Three percent of patients reported a comfort index of 3-4.
Discussion
AVATS has been demonstrated to be a safe option for thoracic
procedures with results rivalling and often exceeding thoracotomy
or traditional VATS. Pleural procedures, wedge resections and
lobectomies have been performed via AVATS with good results
but there has been a paucity of reports regarding AVATS for
more complex procedures [1-8,9]. We have shown previously how
AVATS allows surgery to be a viable option in patients with severely
compromised cardiopulmonary status who would otherwise be
deemed inoperable from a general anesthetic risk [1-10]. Using
careful preoperative planning helps determine the appropriate
surgical approach and meticulous surgical technique, supplemented with Progel lung sealant application reduced air leak occurrence and
duration of air leaks remained <24 hours, with nearly all resolving inunder 10 hours.

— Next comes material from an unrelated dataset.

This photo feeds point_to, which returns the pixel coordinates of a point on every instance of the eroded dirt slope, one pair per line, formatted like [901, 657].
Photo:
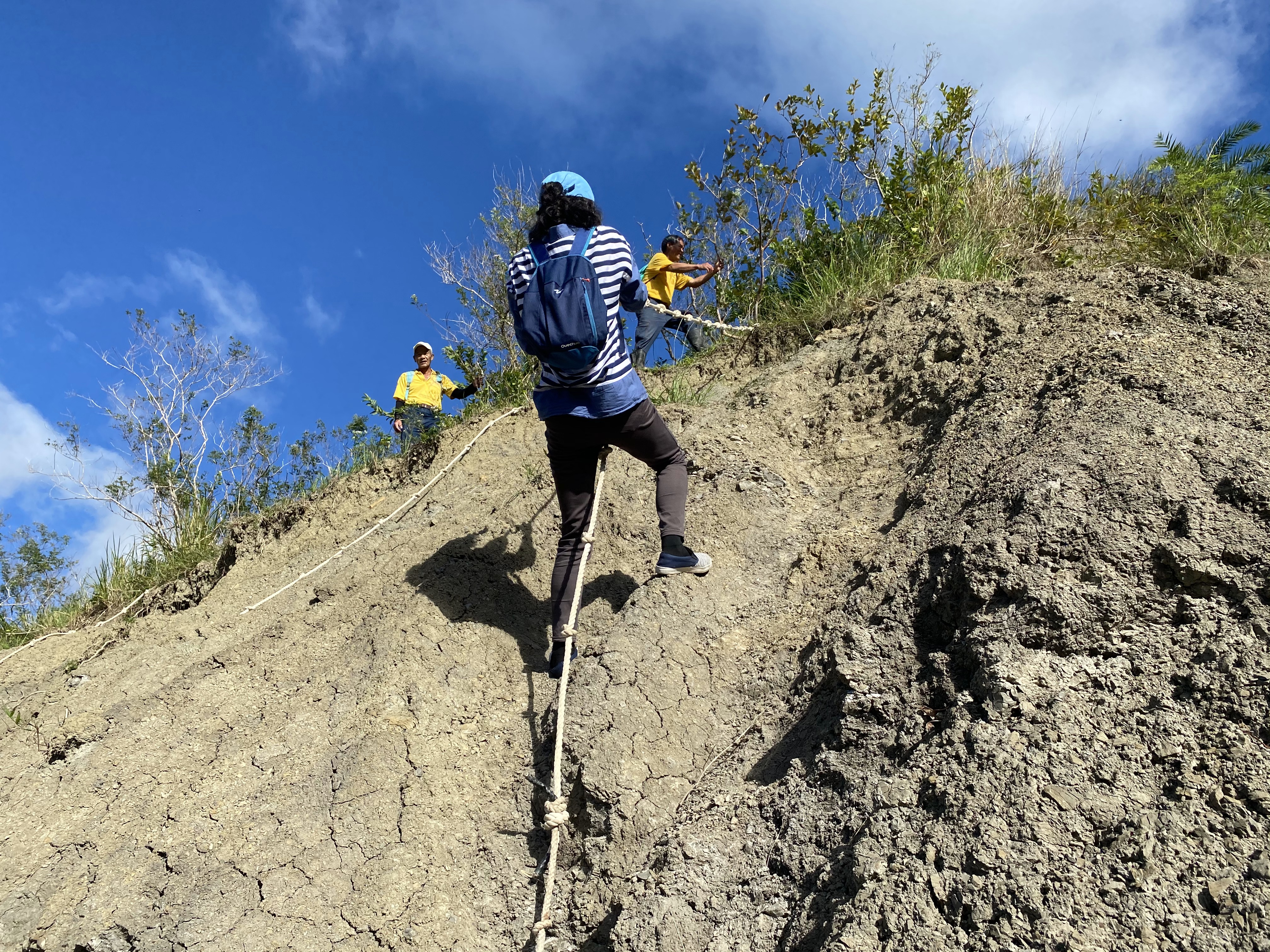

Reported mortality rates in patients with malignancy or poor
cardiopulmonary status are often shown to be highest and these
patients may benefit most from the AVATS approach [1-10,11]. More
experience with VATS techniques and better instrumentation help to
optimize results.
Conclusions
We have extended our experience with AVATS in a variety of thoracic surgical cases with results comparable, if not better, than cases done under general anesthesia. Necessary equipment, personnel and patient positioning remains crucial before beginning the procedure in the event that emergent intubation is required. By eliminating the use of a general anesthetic, endotracheal intubation and single lung ventilation we shortened average hospital stay, provided quicker patient recovery, improved patient and referring physician satisfaction and presumably obtained cost savings. We have also been able to streamline the use of adjunctive central line, arterial catheter, and urinary catheter use helping to shorten total operating room time, while concurrently minimizing the risk of line related infections. With careful patient selection, detailed preoperative planning and calm, meticulous operative approach allows using the AVATS technique in even more complex thoracic cases.